Cartas Chilenas - Carta 8ª

Lamentando o triste fato de que “Fanfarão” distorce as Leis que foram criadas para a proteção dos fracos, para impedir que gananciosos e avarentos se aproveitem dos de menos posses, Critilo, na sua 8ª carta, faz um desabafo a seu amigo Doroteu: Gostaria que Minésio, o Fanfarão, tivesse recebido instrução, instrução escolar, enquanto criança, pois assim, quem sabe, este poderia ter desenvolvido um pouco de justiça em sua pessoa.
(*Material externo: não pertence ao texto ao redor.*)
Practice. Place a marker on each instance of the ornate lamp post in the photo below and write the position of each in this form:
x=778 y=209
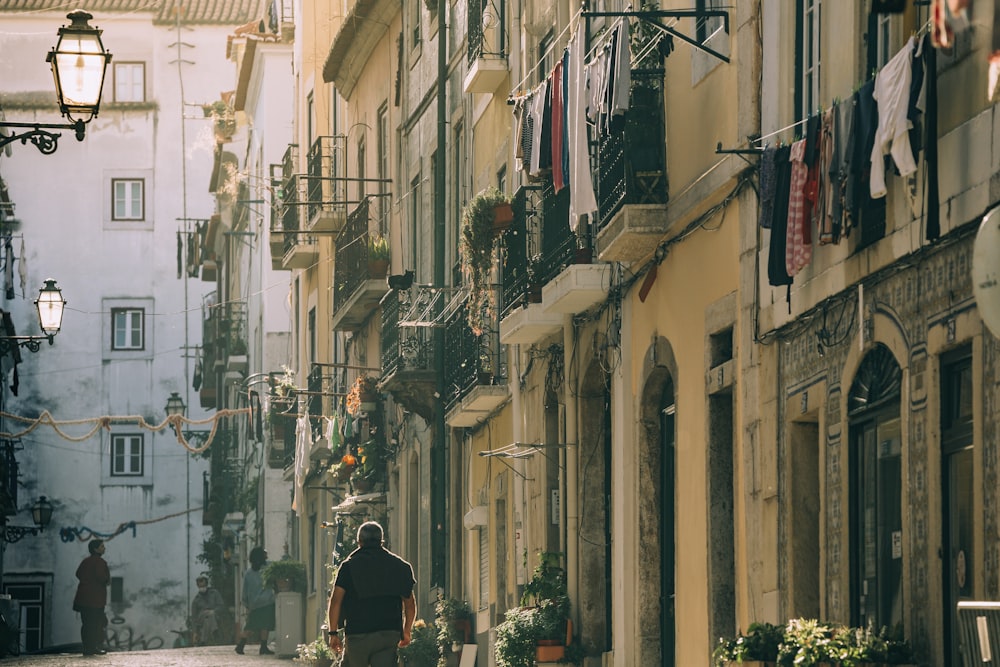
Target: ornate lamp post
x=79 y=64
x=41 y=514
x=50 y=305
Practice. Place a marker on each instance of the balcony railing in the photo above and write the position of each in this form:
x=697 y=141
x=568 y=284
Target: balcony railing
x=631 y=162
x=470 y=360
x=326 y=190
x=486 y=30
x=539 y=245
x=351 y=261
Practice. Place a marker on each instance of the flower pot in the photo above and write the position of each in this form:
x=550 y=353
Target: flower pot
x=553 y=652
x=503 y=217
x=377 y=268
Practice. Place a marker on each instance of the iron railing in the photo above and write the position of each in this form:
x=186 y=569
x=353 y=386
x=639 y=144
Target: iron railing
x=409 y=347
x=470 y=360
x=351 y=258
x=631 y=159
x=325 y=187
x=487 y=34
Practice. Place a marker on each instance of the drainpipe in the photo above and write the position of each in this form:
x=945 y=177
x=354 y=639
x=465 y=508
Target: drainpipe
x=518 y=430
x=439 y=459
x=571 y=499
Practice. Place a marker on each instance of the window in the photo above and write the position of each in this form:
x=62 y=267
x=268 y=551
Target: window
x=127 y=453
x=362 y=158
x=875 y=488
x=383 y=166
x=127 y=330
x=128 y=199
x=130 y=82
x=414 y=24
x=807 y=58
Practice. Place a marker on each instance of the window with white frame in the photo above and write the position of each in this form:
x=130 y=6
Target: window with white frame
x=807 y=58
x=130 y=82
x=128 y=199
x=128 y=328
x=127 y=455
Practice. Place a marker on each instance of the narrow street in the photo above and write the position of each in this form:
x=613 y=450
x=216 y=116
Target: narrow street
x=201 y=656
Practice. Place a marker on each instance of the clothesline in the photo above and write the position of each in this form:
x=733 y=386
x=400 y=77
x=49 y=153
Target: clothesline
x=516 y=90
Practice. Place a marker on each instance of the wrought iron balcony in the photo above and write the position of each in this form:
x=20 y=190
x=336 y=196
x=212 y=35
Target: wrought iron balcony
x=408 y=348
x=326 y=189
x=487 y=40
x=357 y=287
x=475 y=376
x=631 y=172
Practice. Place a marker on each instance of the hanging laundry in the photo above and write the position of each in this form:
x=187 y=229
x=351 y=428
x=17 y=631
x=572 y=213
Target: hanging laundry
x=823 y=212
x=620 y=81
x=777 y=275
x=994 y=58
x=840 y=168
x=798 y=239
x=582 y=200
x=22 y=268
x=538 y=120
x=767 y=185
x=892 y=94
x=8 y=268
x=932 y=219
x=558 y=116
x=565 y=121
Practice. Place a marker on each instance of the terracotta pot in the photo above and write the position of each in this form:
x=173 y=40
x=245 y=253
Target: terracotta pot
x=503 y=217
x=547 y=653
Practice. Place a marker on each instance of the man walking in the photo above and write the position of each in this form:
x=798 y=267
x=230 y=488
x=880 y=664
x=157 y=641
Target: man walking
x=91 y=596
x=373 y=600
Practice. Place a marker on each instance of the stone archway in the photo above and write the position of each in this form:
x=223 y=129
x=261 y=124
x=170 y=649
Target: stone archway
x=655 y=473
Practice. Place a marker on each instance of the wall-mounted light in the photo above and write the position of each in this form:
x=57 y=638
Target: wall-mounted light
x=50 y=305
x=41 y=514
x=79 y=64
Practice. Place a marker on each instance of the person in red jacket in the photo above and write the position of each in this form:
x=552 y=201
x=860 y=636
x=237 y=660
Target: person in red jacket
x=91 y=596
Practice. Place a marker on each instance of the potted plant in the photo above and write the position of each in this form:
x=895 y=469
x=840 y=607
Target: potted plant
x=317 y=652
x=285 y=575
x=423 y=649
x=378 y=256
x=758 y=646
x=363 y=395
x=515 y=642
x=224 y=118
x=477 y=250
x=453 y=618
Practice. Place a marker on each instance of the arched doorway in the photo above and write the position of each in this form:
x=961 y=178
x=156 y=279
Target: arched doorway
x=656 y=539
x=595 y=593
x=875 y=491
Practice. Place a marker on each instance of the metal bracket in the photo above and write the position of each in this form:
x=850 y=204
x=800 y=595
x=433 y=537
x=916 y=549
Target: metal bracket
x=46 y=142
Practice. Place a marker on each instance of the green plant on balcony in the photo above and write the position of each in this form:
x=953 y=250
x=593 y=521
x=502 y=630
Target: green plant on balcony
x=224 y=118
x=379 y=256
x=285 y=572
x=477 y=251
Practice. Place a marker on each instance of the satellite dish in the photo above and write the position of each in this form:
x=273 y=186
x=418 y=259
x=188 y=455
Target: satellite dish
x=986 y=271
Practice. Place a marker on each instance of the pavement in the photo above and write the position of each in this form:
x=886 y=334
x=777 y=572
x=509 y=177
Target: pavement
x=200 y=656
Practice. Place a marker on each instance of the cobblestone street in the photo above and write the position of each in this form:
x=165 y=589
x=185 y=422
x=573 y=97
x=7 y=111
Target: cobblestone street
x=203 y=656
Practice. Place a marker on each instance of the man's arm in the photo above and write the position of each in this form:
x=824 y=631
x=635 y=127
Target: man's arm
x=409 y=613
x=333 y=617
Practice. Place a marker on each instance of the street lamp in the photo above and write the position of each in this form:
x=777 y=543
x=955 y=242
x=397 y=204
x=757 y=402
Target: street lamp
x=41 y=514
x=50 y=305
x=79 y=63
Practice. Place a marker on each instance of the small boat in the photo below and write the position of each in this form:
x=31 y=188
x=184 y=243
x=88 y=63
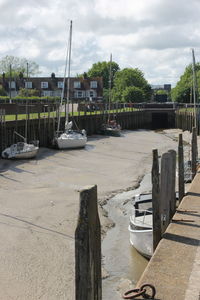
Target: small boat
x=140 y=227
x=141 y=224
x=21 y=150
x=69 y=139
x=111 y=127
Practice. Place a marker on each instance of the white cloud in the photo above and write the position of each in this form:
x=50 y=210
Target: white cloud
x=154 y=36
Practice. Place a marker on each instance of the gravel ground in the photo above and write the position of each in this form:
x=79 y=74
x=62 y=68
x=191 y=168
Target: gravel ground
x=39 y=205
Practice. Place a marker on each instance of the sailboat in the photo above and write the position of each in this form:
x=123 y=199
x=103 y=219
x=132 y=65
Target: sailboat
x=110 y=127
x=70 y=138
x=22 y=150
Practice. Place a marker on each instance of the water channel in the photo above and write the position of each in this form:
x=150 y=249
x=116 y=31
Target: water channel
x=121 y=261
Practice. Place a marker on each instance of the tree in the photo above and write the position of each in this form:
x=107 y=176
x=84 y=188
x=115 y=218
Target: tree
x=130 y=77
x=28 y=93
x=2 y=91
x=102 y=69
x=183 y=89
x=133 y=94
x=18 y=65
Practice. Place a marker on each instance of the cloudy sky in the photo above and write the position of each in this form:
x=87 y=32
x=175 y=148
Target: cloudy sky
x=155 y=36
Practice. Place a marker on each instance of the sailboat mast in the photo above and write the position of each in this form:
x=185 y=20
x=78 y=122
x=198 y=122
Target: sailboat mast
x=68 y=75
x=194 y=87
x=26 y=126
x=63 y=87
x=110 y=83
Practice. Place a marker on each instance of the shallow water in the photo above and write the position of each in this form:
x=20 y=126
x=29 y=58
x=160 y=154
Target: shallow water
x=121 y=261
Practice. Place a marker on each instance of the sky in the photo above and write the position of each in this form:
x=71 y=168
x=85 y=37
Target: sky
x=155 y=36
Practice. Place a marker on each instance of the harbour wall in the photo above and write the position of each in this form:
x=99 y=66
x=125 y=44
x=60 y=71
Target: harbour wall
x=43 y=128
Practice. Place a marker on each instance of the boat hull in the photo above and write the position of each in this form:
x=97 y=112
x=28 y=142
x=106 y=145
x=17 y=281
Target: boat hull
x=71 y=140
x=142 y=241
x=28 y=151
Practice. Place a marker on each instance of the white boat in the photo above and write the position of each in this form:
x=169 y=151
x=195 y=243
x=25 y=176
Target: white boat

Que não busque cobri-los com tal capa,
Que inda se persuada que os mais homens
Lhos ficam respeitando como acertos?

“Que não busque cobri-los com tal capa, ” – que não os esconda com uma falsa aparência. Com essas palavras, Critilo, relata que no governo de Minésio, tudo se faz uma farsa. Os atos de corrupção de Minésio e dos seus lacaios, são como que cobertos por uma capa de justiça e retidão.

Maldito, Doroteu, maldito seja
O pai de Fanfarrão, que deu ao mundo,
Ao mundo literário tanta perda,
Criando ao hábil filho numa corte,
Qual morgado, que habita em pobre aldeia!

Critilo acredita que se Minésio tivesse o conhecimento das palavras, poderia recorrer aos altos das leis, em que vários pobres, foram beneficiados. Esses relatos, em que se fez justiça aos de condição humilde, poderia mover Minésio a praticar, pelo menos um pouco de justiça. Porém, Fanfarão, não recebera instrução literária, mas fora criado nos meios políticos, em que se tem uma noção totalmente desvirtuada do poder de um governante, atuando antes como um poderoso imperador que busca seu próprio deleite e satisfação.